Allianz also reported that fee income from asset flows into Pacific Investment Management, owner of Pacific Life Insurance, also grew steadily in the third quarter. According to CFO Dieter Wemmer, the new products developed by Allianz Life were created in response to a low interest rate environment. Buffered variable annuities are viewed as much simpler than some of their cousins, sticking primarily with index allocations, few subaccounts, no living benefits and no lifetime income riders. Terms are often shorter and policyholders are protected against losses beyond a protection buffer offered by the insurer. They are also known as structured variable annuities.

From the insurer’s prospective, buffered variable annuities are “capital-efficient,” requiring less capital to support than traditional life and annuity products. They are typically sold by broker/dealers while indexed annuities, another product, are sold by independent agents.

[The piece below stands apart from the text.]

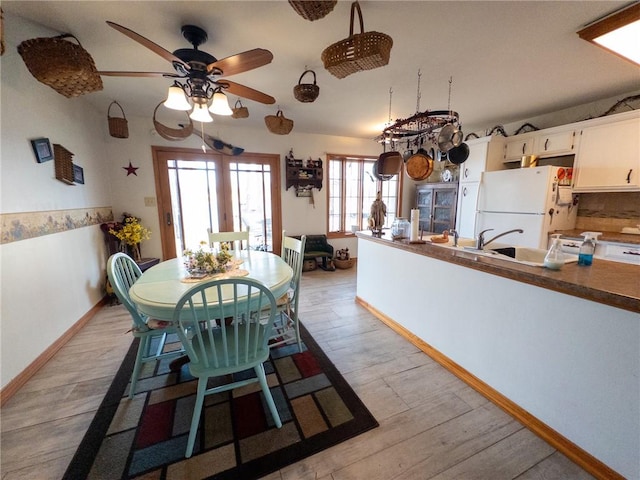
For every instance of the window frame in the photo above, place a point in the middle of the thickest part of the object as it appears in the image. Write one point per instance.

When asked if buffered annuities were “taking over” from the company’s indexed annuities, Giulio Terzariol, Allianz’s new CFO come January, said there was no cannibalization between the two channels.

At the end of the second quarter, sales of buffered variable annuities held about 7% of the entire variable annuity market, or $1.8 billion. The Department of Labor’s fiduciary rule, which had been weighing down Allianz Life in the first half of the year, is no longer a major impact after it was decided to delay implementation until July 1, 2019. Overall, Allianz posted a 17% drop in third quarter net income to $1.9 billion, due to hurricane and fire-related losses in the company’s property/casualty sector.